One way to play Tattletale's power right is to ask yourself if a person with expertise in a field could leap to a particular conclusion. If there aren't a bunch of alternate, equally-likely professional judgments that different professionals might leap to, her power will latch onto the one that matches the context and observed details the best.

It only fails on this if Tattletale herself has no point of reference. As long as she has a concept of "mana potions," and a gamer might look at that fountain and immediately think, "That looks like mana potions from a video game," her power can put those together for super-intuition. Where it would run into trouble is if it also pattern-matched to "window/toilet cleaner." And since it's a bathroom, it probably would have context on "toilet cleaner," but would still likely give her "mana potion" based on the contextual presence of zombies (she heard them singing and was told about them) and on the fact that it's bubbling OUT of the sink rather than being used to wash things away IN it.

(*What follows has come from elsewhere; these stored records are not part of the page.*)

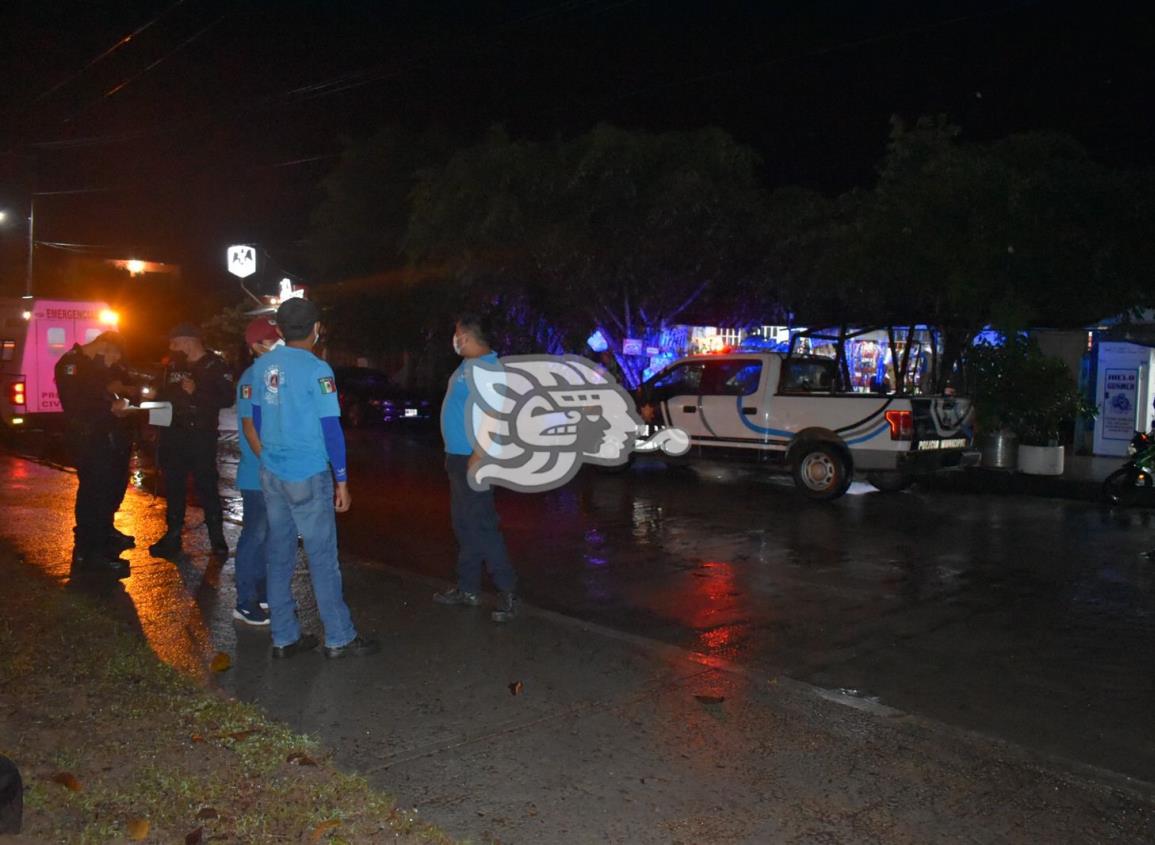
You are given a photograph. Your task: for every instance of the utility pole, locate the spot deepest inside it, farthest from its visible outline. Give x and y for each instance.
(31, 244)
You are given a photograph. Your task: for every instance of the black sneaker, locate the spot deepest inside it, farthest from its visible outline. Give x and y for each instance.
(305, 642)
(119, 540)
(456, 596)
(103, 562)
(251, 615)
(506, 608)
(357, 648)
(168, 547)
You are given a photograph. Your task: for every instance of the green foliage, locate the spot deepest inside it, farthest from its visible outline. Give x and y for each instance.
(1019, 388)
(620, 230)
(360, 224)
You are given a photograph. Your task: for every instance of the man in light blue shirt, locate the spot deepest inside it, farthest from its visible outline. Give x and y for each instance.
(298, 419)
(475, 516)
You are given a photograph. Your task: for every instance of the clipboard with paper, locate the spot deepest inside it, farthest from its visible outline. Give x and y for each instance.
(159, 413)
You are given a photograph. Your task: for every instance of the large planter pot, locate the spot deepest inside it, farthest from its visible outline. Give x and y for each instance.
(999, 450)
(1041, 460)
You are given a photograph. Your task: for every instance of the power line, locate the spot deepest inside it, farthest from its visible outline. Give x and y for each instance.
(121, 42)
(323, 88)
(121, 86)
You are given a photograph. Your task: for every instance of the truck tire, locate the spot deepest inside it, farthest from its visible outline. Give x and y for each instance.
(821, 471)
(891, 481)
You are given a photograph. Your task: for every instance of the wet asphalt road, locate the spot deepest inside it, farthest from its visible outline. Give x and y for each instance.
(1027, 619)
(1030, 620)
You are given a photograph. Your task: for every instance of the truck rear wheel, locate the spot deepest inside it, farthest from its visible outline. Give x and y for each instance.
(891, 481)
(821, 472)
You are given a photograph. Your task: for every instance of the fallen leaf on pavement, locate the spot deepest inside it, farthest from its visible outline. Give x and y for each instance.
(240, 735)
(322, 829)
(67, 779)
(138, 829)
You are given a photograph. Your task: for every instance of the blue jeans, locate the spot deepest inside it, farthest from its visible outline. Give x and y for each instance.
(254, 533)
(304, 508)
(477, 528)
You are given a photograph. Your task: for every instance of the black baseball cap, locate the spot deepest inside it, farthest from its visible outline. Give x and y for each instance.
(297, 313)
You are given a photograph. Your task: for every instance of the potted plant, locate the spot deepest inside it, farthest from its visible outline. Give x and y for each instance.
(991, 371)
(1030, 395)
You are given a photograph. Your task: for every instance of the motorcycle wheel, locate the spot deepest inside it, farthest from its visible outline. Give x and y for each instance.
(1120, 487)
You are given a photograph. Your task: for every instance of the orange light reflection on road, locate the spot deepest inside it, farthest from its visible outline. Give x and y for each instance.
(158, 596)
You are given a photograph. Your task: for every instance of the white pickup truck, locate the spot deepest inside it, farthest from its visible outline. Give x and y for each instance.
(785, 412)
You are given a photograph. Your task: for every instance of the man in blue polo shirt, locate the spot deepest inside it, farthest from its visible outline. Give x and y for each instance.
(298, 421)
(474, 513)
(260, 336)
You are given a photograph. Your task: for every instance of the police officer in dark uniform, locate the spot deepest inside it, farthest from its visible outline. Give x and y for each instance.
(89, 388)
(124, 432)
(198, 383)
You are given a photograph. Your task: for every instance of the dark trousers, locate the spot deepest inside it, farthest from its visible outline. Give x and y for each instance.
(121, 457)
(476, 525)
(184, 451)
(97, 493)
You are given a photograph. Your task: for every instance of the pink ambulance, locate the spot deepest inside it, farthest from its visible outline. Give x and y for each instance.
(34, 334)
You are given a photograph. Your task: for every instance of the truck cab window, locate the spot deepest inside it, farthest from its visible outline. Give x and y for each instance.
(806, 376)
(684, 379)
(731, 378)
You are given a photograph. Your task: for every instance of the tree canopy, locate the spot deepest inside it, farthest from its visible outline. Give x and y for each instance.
(632, 232)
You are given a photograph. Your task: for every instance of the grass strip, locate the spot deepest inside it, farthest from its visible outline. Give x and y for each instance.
(117, 746)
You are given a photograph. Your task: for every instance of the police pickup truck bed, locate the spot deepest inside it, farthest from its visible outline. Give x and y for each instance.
(784, 412)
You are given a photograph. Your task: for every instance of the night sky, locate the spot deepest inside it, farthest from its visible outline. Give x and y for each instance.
(215, 122)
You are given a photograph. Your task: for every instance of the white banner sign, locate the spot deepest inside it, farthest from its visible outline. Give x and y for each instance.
(1119, 404)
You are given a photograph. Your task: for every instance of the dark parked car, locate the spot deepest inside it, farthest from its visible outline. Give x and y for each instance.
(369, 397)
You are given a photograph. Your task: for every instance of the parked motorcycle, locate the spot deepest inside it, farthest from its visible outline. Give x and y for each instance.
(1124, 485)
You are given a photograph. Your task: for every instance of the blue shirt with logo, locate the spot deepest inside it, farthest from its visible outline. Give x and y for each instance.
(453, 410)
(248, 470)
(295, 390)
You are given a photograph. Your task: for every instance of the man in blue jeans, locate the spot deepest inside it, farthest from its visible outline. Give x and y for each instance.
(474, 513)
(260, 336)
(298, 420)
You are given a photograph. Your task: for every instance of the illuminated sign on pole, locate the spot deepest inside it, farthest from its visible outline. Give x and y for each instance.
(289, 292)
(241, 260)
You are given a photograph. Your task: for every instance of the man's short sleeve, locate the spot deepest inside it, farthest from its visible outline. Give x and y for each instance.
(245, 395)
(325, 391)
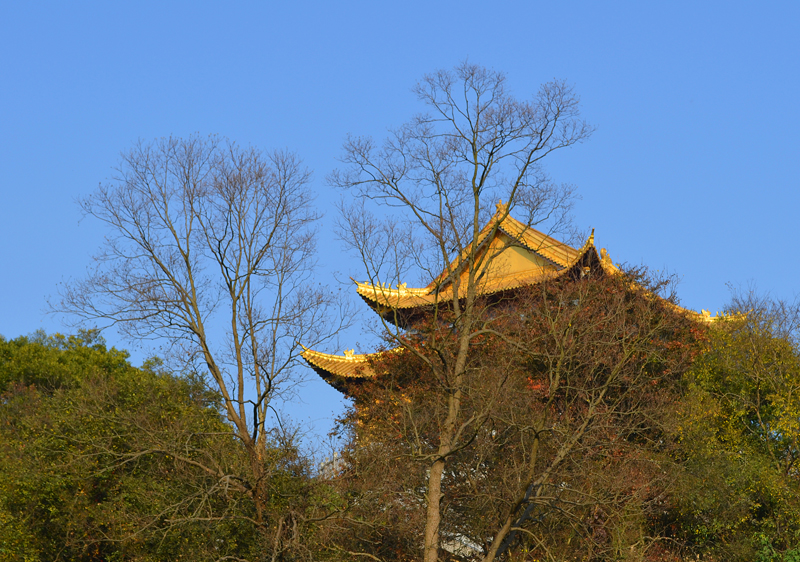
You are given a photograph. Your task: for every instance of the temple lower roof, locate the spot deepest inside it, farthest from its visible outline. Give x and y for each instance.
(549, 259)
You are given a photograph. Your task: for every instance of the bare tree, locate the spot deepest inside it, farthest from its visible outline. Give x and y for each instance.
(211, 246)
(565, 398)
(442, 173)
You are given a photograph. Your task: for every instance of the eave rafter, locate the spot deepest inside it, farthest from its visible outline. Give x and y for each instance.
(401, 303)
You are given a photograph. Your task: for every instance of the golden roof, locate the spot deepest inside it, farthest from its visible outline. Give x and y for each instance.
(520, 254)
(546, 259)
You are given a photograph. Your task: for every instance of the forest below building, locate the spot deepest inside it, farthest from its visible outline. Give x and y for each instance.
(536, 402)
(100, 460)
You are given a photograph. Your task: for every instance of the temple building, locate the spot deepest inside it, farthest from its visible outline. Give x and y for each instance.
(518, 256)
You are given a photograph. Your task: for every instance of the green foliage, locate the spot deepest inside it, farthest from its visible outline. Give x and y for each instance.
(738, 494)
(103, 461)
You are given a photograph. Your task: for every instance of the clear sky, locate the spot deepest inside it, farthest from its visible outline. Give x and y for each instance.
(694, 166)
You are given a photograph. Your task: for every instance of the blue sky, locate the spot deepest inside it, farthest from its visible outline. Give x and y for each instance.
(694, 166)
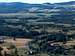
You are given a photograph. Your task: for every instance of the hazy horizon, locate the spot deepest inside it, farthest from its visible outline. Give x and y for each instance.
(36, 1)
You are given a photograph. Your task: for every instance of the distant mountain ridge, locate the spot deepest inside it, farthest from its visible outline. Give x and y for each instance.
(15, 7)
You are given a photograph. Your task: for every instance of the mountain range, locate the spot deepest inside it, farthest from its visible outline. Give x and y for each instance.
(15, 7)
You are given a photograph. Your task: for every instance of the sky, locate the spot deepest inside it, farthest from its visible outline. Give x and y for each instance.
(36, 1)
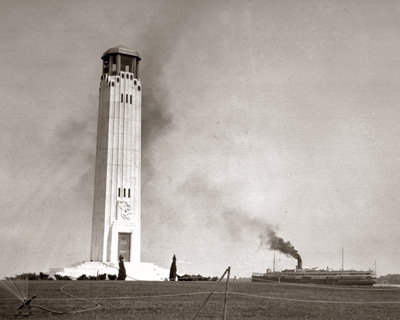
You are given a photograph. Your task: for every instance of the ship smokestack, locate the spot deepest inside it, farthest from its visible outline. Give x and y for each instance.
(299, 263)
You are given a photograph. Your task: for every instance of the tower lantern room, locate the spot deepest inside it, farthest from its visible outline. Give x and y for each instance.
(120, 59)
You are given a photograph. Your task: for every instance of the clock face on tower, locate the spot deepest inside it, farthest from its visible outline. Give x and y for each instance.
(124, 210)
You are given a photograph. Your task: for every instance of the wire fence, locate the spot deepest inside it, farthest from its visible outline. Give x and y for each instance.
(226, 294)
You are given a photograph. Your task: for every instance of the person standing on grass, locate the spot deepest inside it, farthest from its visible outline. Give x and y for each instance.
(122, 271)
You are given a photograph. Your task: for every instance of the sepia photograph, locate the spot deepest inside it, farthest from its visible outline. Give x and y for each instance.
(200, 159)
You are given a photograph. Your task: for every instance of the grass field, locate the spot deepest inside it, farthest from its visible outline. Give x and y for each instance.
(181, 300)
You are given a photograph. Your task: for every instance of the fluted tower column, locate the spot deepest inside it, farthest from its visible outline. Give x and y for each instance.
(117, 190)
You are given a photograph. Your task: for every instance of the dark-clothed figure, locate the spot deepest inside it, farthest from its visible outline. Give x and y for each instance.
(122, 271)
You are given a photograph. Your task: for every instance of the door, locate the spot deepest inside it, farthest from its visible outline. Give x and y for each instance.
(124, 246)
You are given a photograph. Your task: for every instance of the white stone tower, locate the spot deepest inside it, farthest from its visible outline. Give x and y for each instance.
(117, 203)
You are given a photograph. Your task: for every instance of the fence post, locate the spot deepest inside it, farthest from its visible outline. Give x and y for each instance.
(226, 292)
(209, 296)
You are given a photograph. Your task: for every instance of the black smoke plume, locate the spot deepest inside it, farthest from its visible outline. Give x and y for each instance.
(270, 240)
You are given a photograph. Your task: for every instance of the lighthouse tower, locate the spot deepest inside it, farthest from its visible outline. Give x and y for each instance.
(116, 206)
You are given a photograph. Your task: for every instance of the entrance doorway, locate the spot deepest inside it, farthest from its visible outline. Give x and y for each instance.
(124, 246)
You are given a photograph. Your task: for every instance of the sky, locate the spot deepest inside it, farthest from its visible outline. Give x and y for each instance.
(257, 115)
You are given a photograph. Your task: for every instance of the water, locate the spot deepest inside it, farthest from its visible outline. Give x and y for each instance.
(17, 287)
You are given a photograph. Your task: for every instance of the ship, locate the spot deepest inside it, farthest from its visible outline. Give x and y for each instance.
(317, 276)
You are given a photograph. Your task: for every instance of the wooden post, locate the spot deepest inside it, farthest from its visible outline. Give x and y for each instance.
(209, 296)
(226, 292)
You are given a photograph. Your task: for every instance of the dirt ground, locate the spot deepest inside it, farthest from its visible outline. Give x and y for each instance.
(182, 300)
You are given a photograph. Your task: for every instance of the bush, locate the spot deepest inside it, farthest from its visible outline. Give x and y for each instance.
(199, 277)
(82, 277)
(103, 276)
(60, 277)
(27, 276)
(43, 276)
(112, 276)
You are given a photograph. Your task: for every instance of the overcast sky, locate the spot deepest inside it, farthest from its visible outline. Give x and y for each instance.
(255, 113)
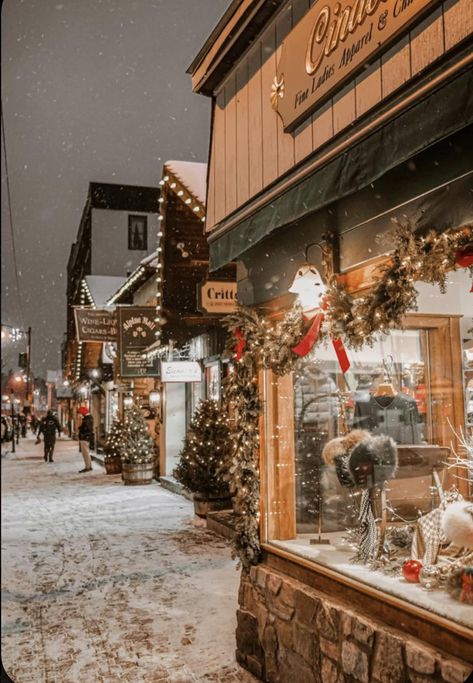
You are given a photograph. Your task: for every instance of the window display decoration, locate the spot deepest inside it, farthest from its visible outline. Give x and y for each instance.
(256, 343)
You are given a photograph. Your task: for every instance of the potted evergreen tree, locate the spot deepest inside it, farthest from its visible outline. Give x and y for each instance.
(200, 461)
(113, 448)
(138, 452)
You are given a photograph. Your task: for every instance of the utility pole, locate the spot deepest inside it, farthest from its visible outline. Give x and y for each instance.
(29, 398)
(13, 450)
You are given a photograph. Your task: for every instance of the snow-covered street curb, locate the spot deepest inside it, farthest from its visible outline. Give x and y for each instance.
(103, 582)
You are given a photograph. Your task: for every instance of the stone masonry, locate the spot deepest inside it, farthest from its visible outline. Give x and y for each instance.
(290, 633)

Remember, her power is vulnerable to being wrong. If she didn't have "it's a Cape producing this" on top of everything else, her power might conclude that it's meant to LOOK like mana potion but could be toilet cleaner or windex. Unless her own senses gave it enough to chemically analyze and say, "Nope, doesn't smell like cleaner." Though if her power can work off her senses that sharply, even if she doesn't experience it as super-senses, she probably has bloodhound-like ability to track people based on "intuitive" sense that their "presence" is stronger in a particular direction, as well as to detect poisons and the like "intuitively."
 
Odd as in, they might not follow orders. Especially as it turns out they know some guys got killed already.

Mercenaries are a pain since they tend to bug out right when you lose control of things

From the perspective of the mercenaries only one incursion has gone wrong before this chapter. It makes a fair bit of sense for scouting to be followed by a assault. And Coil likely has put in quite a bit of effort to make sure his troops follow his orders.